Personal information
- Date of birth: 18 November 1975 (age 49)
- Place of birth: Perth, Western Australia
- Original team(s): Perth (WAFL)
- Debut: Round 12, 12 August 1995, Fremantle vs. Geelong, at Skilled Stadium

Playing career^{1}
- Years: Club / Games (Goals)
- 1995–2001: Fremantle / 105 0(80)
- 2002–2005: Western Bulldogs / 045 0(46)
- Total:  / 150 (126)
- ^{1} Playing statistics correct to the end of 2005.

Career highlights
- AFL Rising Star nominee: 1996;

= Daniel Bandy =

Australian rules footballer, born 1975

Daniel Bandy (born 18 November 1975) is a former Australian rules footballer. He played as a ruckman for Fremantle and the Western Bulldogs in the Australian Football League (AFL). He last played for West Australian Football League (WAFL) club Claremont in 2007.

== Fremantle career ==
Bandy was an original Fremantle Docker and made his AFL debut in 1995. For a player of 200 centimetres, he was extraordinarily mobile, which appealed to then Fremantle coach Gerard Neesham who recruited Bandy as a ruckman from the Perth Demons with a priority selection in 1995. In his time with Freo he became a fan favourite and dominated the ruck and forward line at certain stages during his 6 years at the club. He played 105 matches with Fremantle, kicked 80 goals, and finished third in its club best-and-fairest award in 1999.

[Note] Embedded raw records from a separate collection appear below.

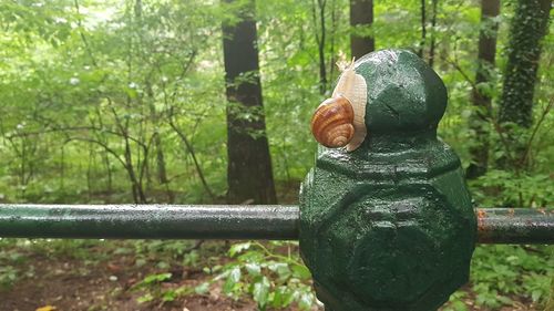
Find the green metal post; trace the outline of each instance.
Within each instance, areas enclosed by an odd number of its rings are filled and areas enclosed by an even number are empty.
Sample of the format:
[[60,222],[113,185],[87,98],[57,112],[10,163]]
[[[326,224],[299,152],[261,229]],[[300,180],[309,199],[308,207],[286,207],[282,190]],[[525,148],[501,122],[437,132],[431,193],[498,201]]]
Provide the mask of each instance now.
[[468,282],[478,232],[460,159],[437,138],[447,89],[409,51],[353,70],[367,136],[320,146],[300,190],[304,261],[328,311],[437,310]]

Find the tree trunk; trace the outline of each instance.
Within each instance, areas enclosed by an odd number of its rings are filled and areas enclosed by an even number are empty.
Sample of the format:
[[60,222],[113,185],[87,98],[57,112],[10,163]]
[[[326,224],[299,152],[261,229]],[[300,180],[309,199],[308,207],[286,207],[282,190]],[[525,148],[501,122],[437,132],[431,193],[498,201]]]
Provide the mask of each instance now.
[[470,128],[475,133],[476,142],[470,148],[471,164],[465,174],[470,179],[484,175],[489,167],[489,126],[492,99],[491,94],[480,91],[479,86],[491,82],[499,31],[499,24],[494,19],[499,13],[500,0],[481,0],[481,31],[479,32],[478,69],[474,83],[476,87],[473,87],[471,93],[475,115],[470,120]]
[[255,4],[250,0],[239,9],[238,23],[223,24],[228,101],[227,200],[230,204],[277,201],[261,102],[254,13]]
[[425,40],[427,40],[427,17],[425,17],[425,1],[421,0],[420,9],[421,9],[421,39],[420,45],[418,50],[418,55],[423,59],[423,53],[425,50]]
[[434,65],[434,49],[437,45],[437,10],[439,6],[439,0],[432,0],[432,12],[431,12],[431,44],[429,45],[429,66]]
[[507,66],[499,121],[530,127],[533,93],[541,59],[541,40],[547,32],[552,0],[519,0],[512,20]]
[[[358,34],[356,28],[369,28],[373,24],[373,0],[350,0],[350,27],[353,33],[350,34],[350,52],[352,56],[359,59],[369,52],[375,51],[376,42],[373,35]],[[367,29],[363,29],[367,32]]]

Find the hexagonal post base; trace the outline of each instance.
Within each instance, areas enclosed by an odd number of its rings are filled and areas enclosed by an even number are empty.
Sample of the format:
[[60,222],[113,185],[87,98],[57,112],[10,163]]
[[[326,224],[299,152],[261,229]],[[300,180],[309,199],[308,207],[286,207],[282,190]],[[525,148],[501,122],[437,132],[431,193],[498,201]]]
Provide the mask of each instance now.
[[476,221],[460,159],[437,138],[440,77],[387,50],[355,65],[367,133],[320,147],[300,191],[300,251],[326,311],[437,310],[469,278]]

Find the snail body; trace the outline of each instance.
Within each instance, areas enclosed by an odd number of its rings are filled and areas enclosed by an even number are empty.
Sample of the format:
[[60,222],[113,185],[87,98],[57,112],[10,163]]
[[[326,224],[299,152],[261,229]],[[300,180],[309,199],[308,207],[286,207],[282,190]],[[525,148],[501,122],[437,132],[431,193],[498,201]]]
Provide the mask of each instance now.
[[356,151],[367,135],[366,80],[356,73],[355,62],[345,68],[332,97],[324,101],[311,118],[311,133],[316,141],[329,148],[346,146]]

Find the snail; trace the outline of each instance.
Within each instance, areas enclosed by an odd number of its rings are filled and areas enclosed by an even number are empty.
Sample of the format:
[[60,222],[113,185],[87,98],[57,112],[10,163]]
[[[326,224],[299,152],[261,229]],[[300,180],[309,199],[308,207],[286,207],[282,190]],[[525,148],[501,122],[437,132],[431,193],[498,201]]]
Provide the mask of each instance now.
[[346,146],[356,151],[367,135],[366,80],[356,73],[355,60],[345,66],[331,99],[325,100],[311,117],[311,133],[318,143],[329,148]]

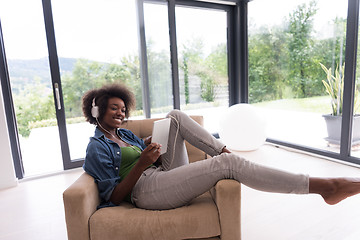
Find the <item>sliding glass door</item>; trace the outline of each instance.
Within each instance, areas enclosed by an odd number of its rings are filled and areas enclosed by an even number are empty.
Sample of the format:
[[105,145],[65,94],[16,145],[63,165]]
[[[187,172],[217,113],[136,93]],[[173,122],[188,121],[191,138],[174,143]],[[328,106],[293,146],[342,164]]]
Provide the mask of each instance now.
[[0,16],[24,175],[62,170],[41,1],[1,1]]

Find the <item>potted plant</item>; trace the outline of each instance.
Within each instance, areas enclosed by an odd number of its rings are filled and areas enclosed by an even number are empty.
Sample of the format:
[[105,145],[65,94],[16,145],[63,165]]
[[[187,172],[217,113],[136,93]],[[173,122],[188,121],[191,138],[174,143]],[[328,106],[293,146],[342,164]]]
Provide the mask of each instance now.
[[[326,73],[326,80],[322,80],[325,86],[326,92],[331,98],[331,114],[323,115],[328,137],[325,138],[331,144],[340,144],[341,139],[341,121],[342,121],[342,106],[343,106],[343,92],[344,92],[344,69],[345,64],[341,67],[340,71],[338,67],[335,69],[335,76],[332,75],[331,68],[326,68],[321,64],[322,69]],[[354,113],[359,108],[359,93],[355,87],[355,103]],[[360,143],[360,115],[355,114],[353,118],[352,128],[352,145]]]

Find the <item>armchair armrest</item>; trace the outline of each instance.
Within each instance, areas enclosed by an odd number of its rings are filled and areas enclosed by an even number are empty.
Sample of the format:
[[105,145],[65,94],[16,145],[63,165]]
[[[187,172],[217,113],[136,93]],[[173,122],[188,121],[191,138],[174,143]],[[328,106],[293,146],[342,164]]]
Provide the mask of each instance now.
[[241,184],[235,180],[220,180],[211,189],[220,218],[221,239],[240,240]]
[[89,240],[89,219],[100,204],[94,179],[83,173],[63,193],[69,240]]

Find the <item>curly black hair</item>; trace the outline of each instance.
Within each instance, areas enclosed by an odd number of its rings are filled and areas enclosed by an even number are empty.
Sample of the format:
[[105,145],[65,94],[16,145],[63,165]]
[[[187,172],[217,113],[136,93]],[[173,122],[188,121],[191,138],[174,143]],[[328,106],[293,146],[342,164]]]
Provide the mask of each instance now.
[[125,116],[128,118],[130,116],[130,110],[135,107],[135,96],[125,85],[115,83],[89,90],[84,94],[82,98],[82,110],[86,121],[91,124],[97,124],[96,118],[91,115],[93,99],[95,99],[95,105],[99,107],[98,121],[101,121],[106,112],[108,100],[112,97],[118,97],[124,101],[126,107]]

== Western Bulldogs career ==
At the end of the 2001 season, Bandy was traded to the Western Bulldogs where he played 45 matches. He made his first appearance for the Bulldogs in 2002 and played all 22 matches that season and kicked 30 goals. Regarded as one of the fittest players at the Bulldogs, Bandy suffered several injuries in the following which ultimately restricted his playing ability and he only played 11 games in his last two seasons. In 2005 Bandy retired from the AFL. He returned to Western Australia and signed to play with WAFL club Claremont Football Club in 2006, rather than returning to his original club, Perth Football Club. He has performed very well for Claremont, finishing third in both the 2007 Sandover Medal after being the pre-count favourite, and the Claremont best and fairest award, the E.B. Cook Medal.